The Australian F3D team prepare themselves for competition at the 2011 F3D RC Air Racing World Championships.
The Australian F3D team prepare themselves for competition at the 2011 F3D RC Air Racing World Championships. Max Fleet

IT has been hailed as the “Formula 1 of plane racing” and over the next four days, fleets of model aircraft will take to the skies, reaching lightning speeds of 360kmh.

The Bundaberg Aeromodellers Club is hosting the 2011 F3D RC Air Racing World Championships, with competitors flocking to the rum city from countries including Brazil, France and the Netherlands.

Australian Miniature Pylon Racing Association president Chris Watt said there were about 50 pilots from 17 different countries who had come to compete.

“Competitors complete 10 laps of the triangle course, which is in excess of 4km flown,” he said.

“Three competitors fly at a time with the planes doing up to 360kmh in what can only be described as a blinding flash.”

Mr Watt said the current world record time stood at 56.66 seconds.

“It can come down to as little as 0.1 of a second,” he said.

The president said holding the championships in Bundaberg for the second time in 10 years was a coup for the community.

“In Bundaberg this week, we’ve got 200 guests from overseas bringing lots of dollars to spend,” Mr Watt said.

Dynamic Dutch duo and current world reigning champions Robbert Van Den Bosch and Peter Van Doesburg have come to defend their title – and they’re not willing to give it away just yet.

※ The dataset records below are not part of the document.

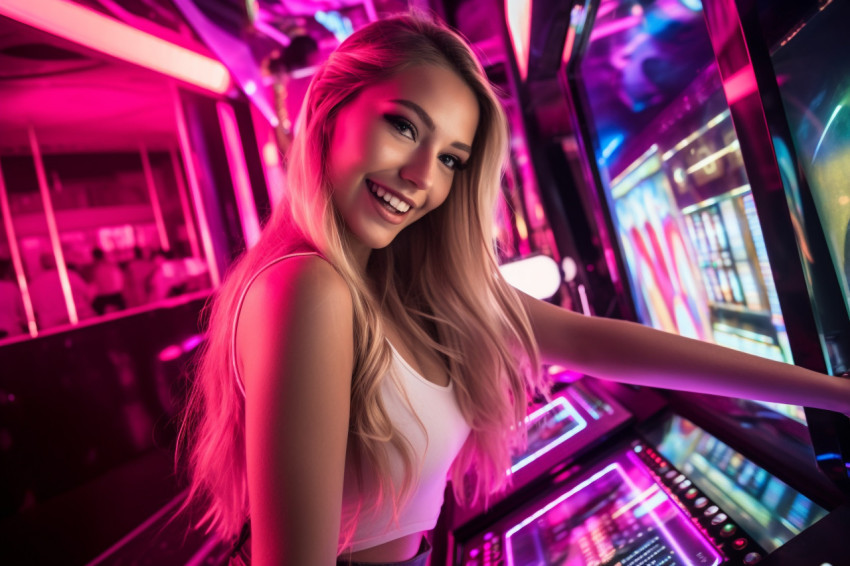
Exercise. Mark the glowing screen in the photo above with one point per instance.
(619, 515)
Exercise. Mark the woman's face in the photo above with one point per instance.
(396, 148)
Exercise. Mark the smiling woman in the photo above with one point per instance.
(344, 366)
(367, 347)
(395, 158)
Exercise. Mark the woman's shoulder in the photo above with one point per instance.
(300, 278)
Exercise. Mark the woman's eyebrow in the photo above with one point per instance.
(429, 123)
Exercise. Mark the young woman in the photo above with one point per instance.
(367, 348)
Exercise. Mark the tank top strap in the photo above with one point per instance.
(236, 375)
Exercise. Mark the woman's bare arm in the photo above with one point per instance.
(632, 353)
(295, 346)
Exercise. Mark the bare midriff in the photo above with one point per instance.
(397, 550)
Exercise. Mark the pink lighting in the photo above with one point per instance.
(538, 276)
(15, 252)
(623, 496)
(740, 85)
(52, 228)
(558, 411)
(239, 174)
(518, 14)
(112, 37)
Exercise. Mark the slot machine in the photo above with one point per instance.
(710, 134)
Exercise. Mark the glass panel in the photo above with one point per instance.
(673, 174)
(107, 135)
(814, 80)
(767, 508)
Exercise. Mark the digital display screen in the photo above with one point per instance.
(548, 427)
(617, 516)
(814, 81)
(768, 509)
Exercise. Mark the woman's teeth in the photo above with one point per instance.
(398, 206)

“We just fly very well – we have a very good understanding as a team and we have perfect materials,” Mr Van Den Bosch said.

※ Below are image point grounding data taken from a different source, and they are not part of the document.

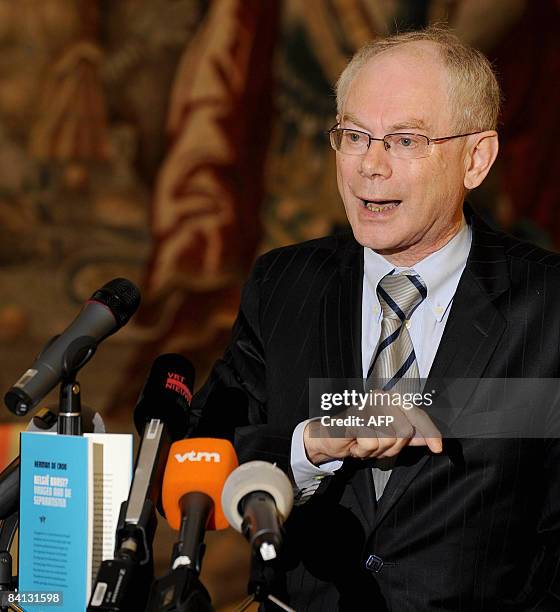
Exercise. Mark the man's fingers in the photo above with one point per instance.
(426, 432)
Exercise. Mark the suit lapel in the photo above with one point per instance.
(473, 330)
(340, 318)
(341, 334)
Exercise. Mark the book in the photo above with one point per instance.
(71, 489)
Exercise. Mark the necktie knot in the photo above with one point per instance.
(400, 294)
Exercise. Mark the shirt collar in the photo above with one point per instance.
(440, 271)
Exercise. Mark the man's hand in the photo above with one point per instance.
(409, 427)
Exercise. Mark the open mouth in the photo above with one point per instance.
(380, 205)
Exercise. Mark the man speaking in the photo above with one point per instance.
(421, 289)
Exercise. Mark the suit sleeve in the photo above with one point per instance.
(232, 404)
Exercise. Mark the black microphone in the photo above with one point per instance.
(161, 416)
(108, 309)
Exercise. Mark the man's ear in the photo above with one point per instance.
(481, 156)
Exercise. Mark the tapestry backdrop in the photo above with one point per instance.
(172, 141)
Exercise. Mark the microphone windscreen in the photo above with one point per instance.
(200, 465)
(121, 297)
(256, 476)
(167, 395)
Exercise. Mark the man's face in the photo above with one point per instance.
(402, 90)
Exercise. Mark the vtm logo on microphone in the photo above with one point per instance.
(176, 383)
(198, 456)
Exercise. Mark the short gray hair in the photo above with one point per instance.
(473, 88)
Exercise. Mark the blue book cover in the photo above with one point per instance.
(55, 518)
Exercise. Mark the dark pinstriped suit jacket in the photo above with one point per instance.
(475, 528)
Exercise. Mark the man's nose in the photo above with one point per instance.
(376, 160)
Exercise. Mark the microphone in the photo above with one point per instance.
(161, 416)
(257, 499)
(194, 477)
(108, 309)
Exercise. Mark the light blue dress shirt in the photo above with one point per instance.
(441, 272)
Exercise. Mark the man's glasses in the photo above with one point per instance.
(400, 145)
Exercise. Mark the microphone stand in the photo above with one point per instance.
(69, 422)
(180, 589)
(260, 582)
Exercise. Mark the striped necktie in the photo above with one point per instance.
(394, 366)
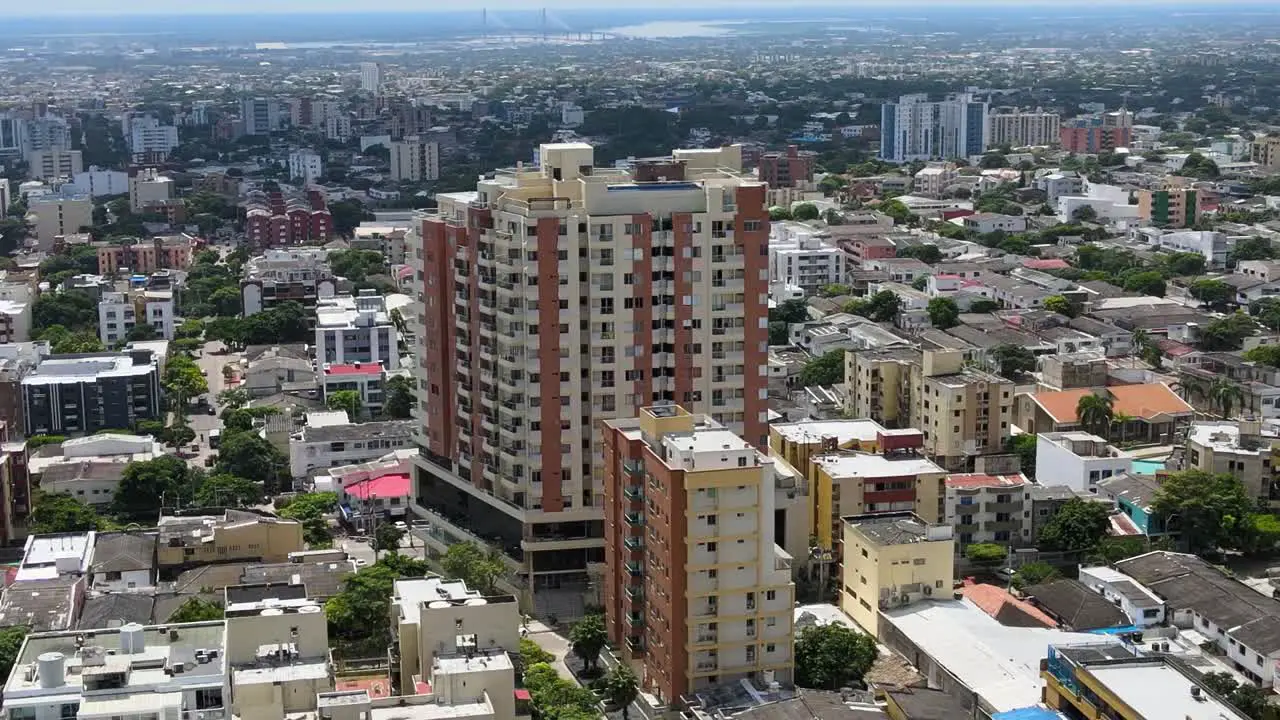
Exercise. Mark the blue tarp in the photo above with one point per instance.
(1028, 714)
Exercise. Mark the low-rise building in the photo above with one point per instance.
(1077, 459)
(233, 536)
(987, 509)
(1111, 679)
(344, 443)
(892, 560)
(86, 393)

“All of our facets are spot on.”

But it won’t stop the Aussie team, led by team manager Mick Dallman, from having a shot at the title.

“We’re in with a good chance – we had a few mishaps but we have our back up equipment,” he said.

“We’re lucky it’s in our own country.”

The team is confident of a win but admits it would be “very hard fought”.

“In practice, no one was showing how well the other was doing,” he said.